The eggplant flesh goes into the pan and is mixed with tomatoes and onions, before Qasim seasons it all with salt and pepper.

"This dish should have quite a firm texture. It shouldn't swim around in liquid like other curries. Quite often with Indian food, you let the dish simmer for the last seven to eight minutes without stirring so the oil splits, but I want the oil to be integrated into the dish." Qasim points towards the pan. "You see what I mean, right? It's not the most child-friendly dish."

Well, only if those children are ungrateful brats, because this curry smells and tastes amazing. Qasim pours it into a bowl before adding cubes of butter and yogurt. He serves it with rice and tops with cilantro leaves.
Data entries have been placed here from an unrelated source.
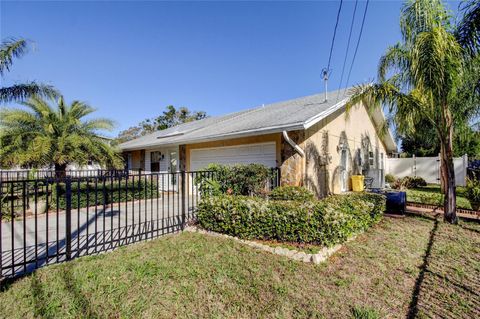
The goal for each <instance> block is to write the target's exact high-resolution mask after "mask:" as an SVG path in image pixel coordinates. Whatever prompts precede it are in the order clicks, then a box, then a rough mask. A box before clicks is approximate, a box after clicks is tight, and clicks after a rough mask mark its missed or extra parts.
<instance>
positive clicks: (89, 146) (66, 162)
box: [0, 96, 123, 176]
mask: <svg viewBox="0 0 480 319" xmlns="http://www.w3.org/2000/svg"><path fill="white" fill-rule="evenodd" d="M53 101H54V102H55V103H56V105H55V106H51V105H50V104H49V103H48V101H46V100H44V99H42V98H41V97H37V96H34V97H32V98H30V99H29V100H28V101H26V102H23V103H22V104H23V105H24V106H25V107H26V109H20V108H3V109H1V110H0V165H1V166H4V167H9V166H13V165H21V166H24V165H30V166H36V167H42V166H54V167H55V171H56V172H57V175H58V176H63V175H64V172H65V170H66V167H67V165H68V164H71V163H77V164H80V165H85V164H87V163H88V161H91V160H92V161H95V162H98V163H100V164H102V165H105V166H109V167H114V168H120V167H122V166H123V161H122V158H121V157H120V155H119V154H118V153H117V152H116V150H115V149H113V148H112V147H111V146H110V144H109V142H108V140H107V139H106V138H104V137H102V136H101V135H100V134H101V132H102V131H103V130H111V129H113V122H112V121H110V120H108V119H88V120H87V119H85V117H86V116H87V115H89V114H91V113H93V112H94V111H95V109H93V108H92V107H90V106H88V105H87V104H85V103H83V102H79V101H74V102H73V103H72V104H70V105H67V104H66V103H65V101H64V99H63V97H60V98H58V99H55V100H53Z"/></svg>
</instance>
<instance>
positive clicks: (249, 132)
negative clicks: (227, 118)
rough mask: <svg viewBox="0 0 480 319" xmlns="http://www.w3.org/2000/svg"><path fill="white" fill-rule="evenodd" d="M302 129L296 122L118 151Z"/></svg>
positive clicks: (146, 144) (139, 149)
mask: <svg viewBox="0 0 480 319" xmlns="http://www.w3.org/2000/svg"><path fill="white" fill-rule="evenodd" d="M304 129H305V127H304V123H303V122H298V123H294V124H288V125H278V126H270V127H263V128H256V129H251V130H245V131H240V132H233V133H228V134H220V135H210V136H202V137H199V138H189V139H185V140H178V141H172V142H170V143H148V144H143V145H138V146H131V147H121V148H120V149H121V150H122V151H136V150H143V149H151V148H157V147H171V146H177V145H184V144H197V143H204V142H213V141H219V140H225V139H235V138H241V137H249V136H256V135H266V134H274V133H281V132H283V131H296V130H304ZM159 141H161V140H159Z"/></svg>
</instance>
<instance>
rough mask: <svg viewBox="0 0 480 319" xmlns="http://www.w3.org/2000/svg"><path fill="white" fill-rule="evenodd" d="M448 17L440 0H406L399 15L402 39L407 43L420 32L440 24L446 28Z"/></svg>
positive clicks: (446, 27)
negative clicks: (404, 3)
mask: <svg viewBox="0 0 480 319" xmlns="http://www.w3.org/2000/svg"><path fill="white" fill-rule="evenodd" d="M450 17H451V16H450V14H449V13H448V12H447V10H446V9H445V7H444V5H443V3H442V1H441V0H408V1H406V2H405V4H404V5H403V7H402V12H401V15H400V31H401V33H402V37H403V40H404V41H405V43H407V45H408V44H410V43H413V42H414V40H415V38H416V37H417V35H418V34H420V33H422V32H428V31H430V30H432V29H433V28H435V27H440V26H443V27H446V28H448V27H449V23H450V22H449V21H450Z"/></svg>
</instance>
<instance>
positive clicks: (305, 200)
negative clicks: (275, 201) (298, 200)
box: [269, 186, 315, 201]
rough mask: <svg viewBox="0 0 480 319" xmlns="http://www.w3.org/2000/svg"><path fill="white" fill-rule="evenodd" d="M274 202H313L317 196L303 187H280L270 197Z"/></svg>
mask: <svg viewBox="0 0 480 319" xmlns="http://www.w3.org/2000/svg"><path fill="white" fill-rule="evenodd" d="M269 197H270V198H271V199H273V200H300V201H306V200H312V199H313V198H314V197H315V196H314V195H313V193H312V192H311V191H309V190H308V189H306V188H305V187H301V186H280V187H277V188H275V189H274V190H273V191H272V192H271V193H270V195H269Z"/></svg>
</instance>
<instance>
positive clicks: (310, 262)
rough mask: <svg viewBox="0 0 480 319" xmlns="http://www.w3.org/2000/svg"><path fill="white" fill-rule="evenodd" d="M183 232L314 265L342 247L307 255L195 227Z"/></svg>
mask: <svg viewBox="0 0 480 319" xmlns="http://www.w3.org/2000/svg"><path fill="white" fill-rule="evenodd" d="M184 230H185V231H188V232H192V233H200V234H205V235H209V236H213V237H223V238H228V239H233V240H235V241H237V242H240V243H242V244H245V245H247V246H250V247H253V248H257V249H260V250H263V251H267V252H269V253H272V254H276V255H280V256H285V257H287V258H290V259H293V260H297V261H303V262H306V263H309V262H310V263H314V264H317V265H318V264H320V263H322V262H324V261H326V260H327V259H328V257H330V256H331V255H333V254H334V253H336V252H337V251H339V250H340V249H341V248H342V245H340V244H337V245H335V246H333V247H330V248H329V247H323V248H322V249H320V250H319V252H318V253H316V254H307V253H305V252H303V251H297V250H293V249H288V248H283V247H275V248H274V247H271V246H268V245H265V244H261V243H258V242H256V241H250V240H244V239H240V238H238V237H234V236H230V235H225V234H220V233H216V232H212V231H208V230H204V229H201V228H198V227H195V226H188V227H185V229H184ZM355 238H356V236H352V237H350V238H349V239H348V240H347V242H348V241H351V240H354V239H355Z"/></svg>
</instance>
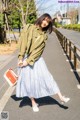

RECIPE: Simple Eggplant Curry

"You could also serve it with chapati, but they take a long time to make from scratch," he says. "So I usually just buy these large flatbreads from the store."

The curry has a complex flavor, which starts out fresh and sweet, before the chili heat gets your tongue buzzing. It's curry magic conjured up in 30 minutes. But this is not the end of the show.

"What's really clever is that you can use your curry leftovers to make a snack for when you are crashed out on the sofa watching telly. Just blend the baignan with [3.5 percent] yogurt, and then you have the perfect dip for your chips. You can also put the blended curry between two chapatis and fry it in butter, and then you have an Indian take on a quesadilla.

"This is actually the perfect Sunday hangover dish, when you are lying on the sofa feeling really sorry for yourself. If you make this in the morning, you have a snack, a curry for dinner and dips for the evening sofa session."

That's three treats in one dish. And no reason at all to feel sorry for yourself.